Sebagian besar kasus denda yang datang ke SVP diwakili di
Pengadilan Administrasi Kota New York. Sebagian sidang dihadiri
bersama PKL jika dibutuhkan kesaksian yang dapat meyakinkan
hakim bahwa pelanggaran yang dilakukan tidak benar. Sidang
administrasi hanya sekali dan dilakukan dengan waktu yang cukup
singkat 5 hingga 20 menit, tergantung dari kasus yang ditangani.
Pengacara SVP pun dapat melakukan penjadwalan ulang sidang
menyesuaikan dengan banyaknya kasus yang harus ditangani.
(Spring 2011)
2. Singapura
Singapura merupakan satu-satunya negara di dunia yang
memberikan ijin resmi kepada semua PKL. Pemerintah mempunyai
lembaga yang bertugas mengecek bahwa tidak ada PKL yang tanpa
ijin dan mengecek masalah perijinan bagi pedagang yang ingin
berusaha di trotoar. Seperti di kebanyakan negeranegara di Asia
tenggara, PKL yang menjual makanan juga sangat mendominasi.
Pada tahun 1971, program nasional yang bertujuan untuk
membangun pasar dan pusat makanan untuk menampung PKL resmi
dijalankan. Program ini menyediakan fasilitas kios dan layanan air
bersih, listrik serta sarana kebersihan. Pada tahun 1996, seluruh PKL
telah tertampung di pasar-pasar tersebut.
Pada tahun 1988, dari 23.331 PKL yang ada tersebar di 184
pusat makanan, 18.878 merupakan pedagang makanan yang diolah
(dimasak). Sekarang terdapat sekitar 50.000 pedagang di negara ini.

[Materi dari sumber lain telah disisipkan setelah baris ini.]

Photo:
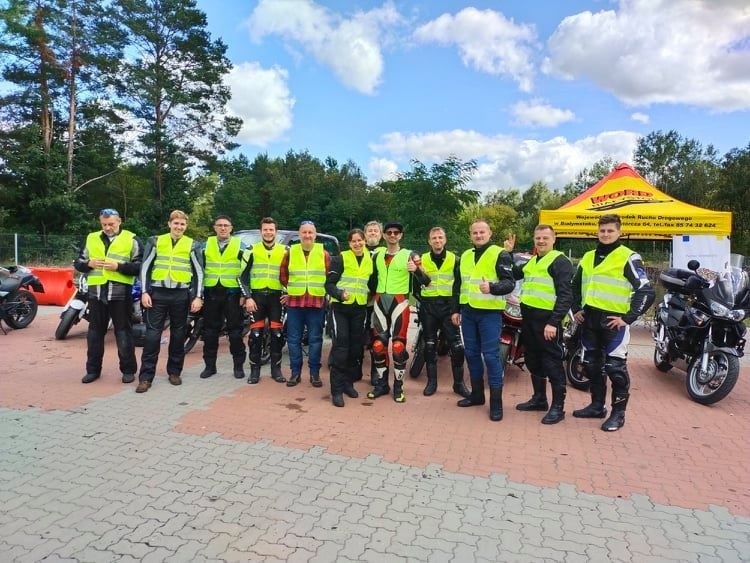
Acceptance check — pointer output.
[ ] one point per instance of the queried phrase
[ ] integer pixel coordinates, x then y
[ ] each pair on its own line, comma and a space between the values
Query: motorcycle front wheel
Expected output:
574, 371
721, 375
21, 306
68, 318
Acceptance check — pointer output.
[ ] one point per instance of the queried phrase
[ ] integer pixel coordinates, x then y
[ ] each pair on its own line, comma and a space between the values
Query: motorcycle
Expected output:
698, 328
77, 309
511, 343
18, 306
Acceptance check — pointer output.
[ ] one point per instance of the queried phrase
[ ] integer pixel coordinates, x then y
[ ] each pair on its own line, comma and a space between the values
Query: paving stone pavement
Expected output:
123, 477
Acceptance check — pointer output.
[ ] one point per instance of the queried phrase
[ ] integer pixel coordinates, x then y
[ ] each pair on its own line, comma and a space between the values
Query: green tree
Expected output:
424, 197
173, 84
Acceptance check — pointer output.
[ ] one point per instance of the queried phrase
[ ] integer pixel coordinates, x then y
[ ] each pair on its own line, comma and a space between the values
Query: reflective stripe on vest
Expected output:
441, 284
222, 267
307, 275
394, 278
538, 287
120, 250
266, 268
354, 277
605, 286
172, 262
471, 277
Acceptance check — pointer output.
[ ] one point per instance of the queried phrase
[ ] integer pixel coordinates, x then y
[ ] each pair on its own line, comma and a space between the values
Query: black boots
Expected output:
496, 404
596, 409
210, 368
239, 371
538, 401
617, 419
431, 386
476, 397
254, 374
556, 412
458, 379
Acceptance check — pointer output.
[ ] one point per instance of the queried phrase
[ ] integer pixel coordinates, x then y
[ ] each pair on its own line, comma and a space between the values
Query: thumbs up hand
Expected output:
484, 285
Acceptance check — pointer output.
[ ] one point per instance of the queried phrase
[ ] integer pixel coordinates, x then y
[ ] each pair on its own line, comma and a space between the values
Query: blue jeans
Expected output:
481, 331
297, 318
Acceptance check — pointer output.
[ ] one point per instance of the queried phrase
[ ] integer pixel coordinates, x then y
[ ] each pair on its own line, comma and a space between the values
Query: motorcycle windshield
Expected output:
729, 288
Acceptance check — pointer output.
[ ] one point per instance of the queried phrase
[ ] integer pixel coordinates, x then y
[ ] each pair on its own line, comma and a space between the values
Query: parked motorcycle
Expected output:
18, 306
698, 328
511, 343
573, 359
77, 309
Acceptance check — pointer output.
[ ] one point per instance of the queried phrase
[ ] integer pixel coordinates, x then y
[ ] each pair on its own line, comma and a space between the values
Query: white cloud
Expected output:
261, 97
504, 161
538, 113
660, 51
351, 48
381, 169
487, 41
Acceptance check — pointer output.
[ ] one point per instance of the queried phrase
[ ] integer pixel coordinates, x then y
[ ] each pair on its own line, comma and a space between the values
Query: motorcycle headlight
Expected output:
513, 310
719, 310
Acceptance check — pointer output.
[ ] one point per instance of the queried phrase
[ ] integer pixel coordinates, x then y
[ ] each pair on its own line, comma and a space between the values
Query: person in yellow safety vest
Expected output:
111, 260
303, 273
546, 296
486, 275
349, 283
438, 301
610, 291
264, 302
226, 289
373, 239
394, 267
172, 282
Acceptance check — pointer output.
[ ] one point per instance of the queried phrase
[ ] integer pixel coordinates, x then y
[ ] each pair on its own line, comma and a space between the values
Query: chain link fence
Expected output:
38, 250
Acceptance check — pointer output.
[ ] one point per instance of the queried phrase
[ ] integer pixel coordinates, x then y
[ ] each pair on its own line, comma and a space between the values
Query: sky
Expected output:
533, 90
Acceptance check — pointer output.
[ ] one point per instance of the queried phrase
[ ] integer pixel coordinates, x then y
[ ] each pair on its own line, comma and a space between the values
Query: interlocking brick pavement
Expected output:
220, 470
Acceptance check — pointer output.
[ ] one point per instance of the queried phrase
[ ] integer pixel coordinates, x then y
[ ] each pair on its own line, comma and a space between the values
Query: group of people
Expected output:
369, 288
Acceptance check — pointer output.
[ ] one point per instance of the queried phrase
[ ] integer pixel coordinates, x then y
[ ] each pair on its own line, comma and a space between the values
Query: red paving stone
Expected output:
673, 450
37, 371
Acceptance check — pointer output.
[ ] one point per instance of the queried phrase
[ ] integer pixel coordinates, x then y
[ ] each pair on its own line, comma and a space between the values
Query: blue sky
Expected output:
534, 90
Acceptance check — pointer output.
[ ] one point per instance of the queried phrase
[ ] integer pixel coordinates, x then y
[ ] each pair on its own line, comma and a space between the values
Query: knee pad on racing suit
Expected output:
400, 355
457, 354
430, 351
592, 365
617, 370
380, 350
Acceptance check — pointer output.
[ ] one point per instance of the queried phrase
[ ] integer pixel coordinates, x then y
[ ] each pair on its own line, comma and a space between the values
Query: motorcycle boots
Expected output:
538, 401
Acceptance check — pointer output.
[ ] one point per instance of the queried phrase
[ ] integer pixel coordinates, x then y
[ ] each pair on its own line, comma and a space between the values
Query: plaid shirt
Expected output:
305, 300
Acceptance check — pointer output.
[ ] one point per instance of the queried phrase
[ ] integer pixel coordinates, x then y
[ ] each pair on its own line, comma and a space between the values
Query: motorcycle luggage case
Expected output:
674, 279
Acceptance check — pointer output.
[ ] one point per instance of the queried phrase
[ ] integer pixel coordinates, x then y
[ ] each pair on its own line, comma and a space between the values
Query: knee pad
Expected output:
400, 355
430, 350
457, 354
616, 369
379, 347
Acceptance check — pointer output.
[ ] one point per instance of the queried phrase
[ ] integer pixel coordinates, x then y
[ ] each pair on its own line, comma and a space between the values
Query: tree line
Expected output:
124, 105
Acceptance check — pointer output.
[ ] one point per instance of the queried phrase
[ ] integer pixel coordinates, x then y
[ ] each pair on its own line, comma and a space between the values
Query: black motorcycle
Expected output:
77, 309
18, 306
698, 327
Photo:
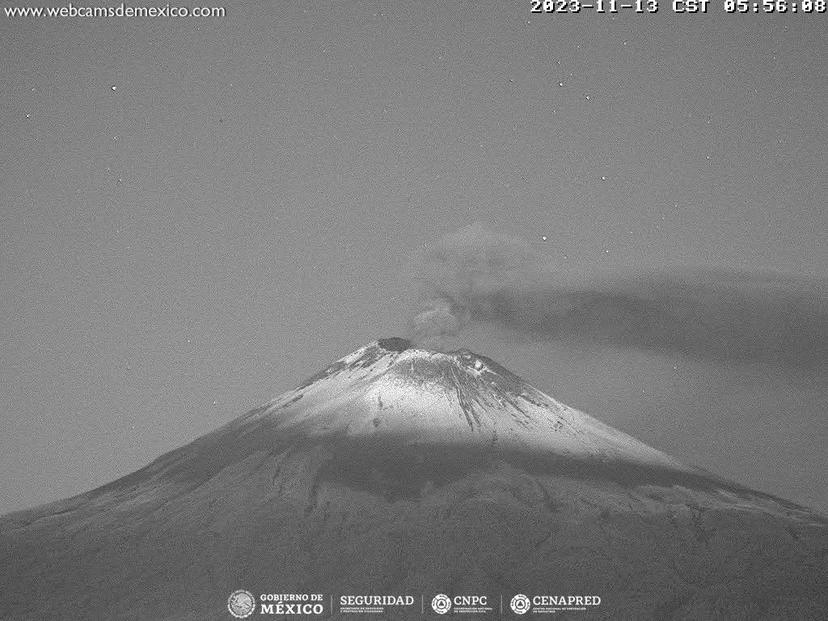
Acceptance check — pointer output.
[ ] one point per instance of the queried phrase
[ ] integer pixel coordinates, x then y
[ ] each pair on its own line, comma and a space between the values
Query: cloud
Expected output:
477, 275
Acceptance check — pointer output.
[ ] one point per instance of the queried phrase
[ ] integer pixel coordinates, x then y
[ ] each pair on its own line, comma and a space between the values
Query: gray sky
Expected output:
244, 205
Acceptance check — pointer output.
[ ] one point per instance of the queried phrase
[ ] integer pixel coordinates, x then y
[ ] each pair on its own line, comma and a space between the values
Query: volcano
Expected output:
403, 471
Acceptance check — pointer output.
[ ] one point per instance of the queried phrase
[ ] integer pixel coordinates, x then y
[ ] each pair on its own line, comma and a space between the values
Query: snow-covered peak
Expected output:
389, 389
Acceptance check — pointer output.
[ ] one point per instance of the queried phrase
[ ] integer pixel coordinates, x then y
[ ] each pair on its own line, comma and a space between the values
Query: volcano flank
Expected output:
398, 470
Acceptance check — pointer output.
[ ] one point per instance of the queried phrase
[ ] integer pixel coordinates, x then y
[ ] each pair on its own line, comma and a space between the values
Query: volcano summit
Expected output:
399, 470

Lembaga yang mengurus PKL memainkan peran aktif dalam
memastikan lingkungan lokasi PKL yang bersih dan tidak
mengganggu para pejalan kaki. Para petugas mengawasi seluruh kios
dan kepatuhan pedagang sesuai UU Kesehatan Lingkungan Tahun
-
48
1968. Lembaga ini juga mengadakan pelatihan-pelatihan kesehatan
dan gizi makanan. Dari tahun 1990 sampai 1996 lembaga ini telah
melatih lebih dari 10.000 pedagang. Komposisi populasi PKL di kota
berubah, pedagang muda yang lebih terdidik bermunculan.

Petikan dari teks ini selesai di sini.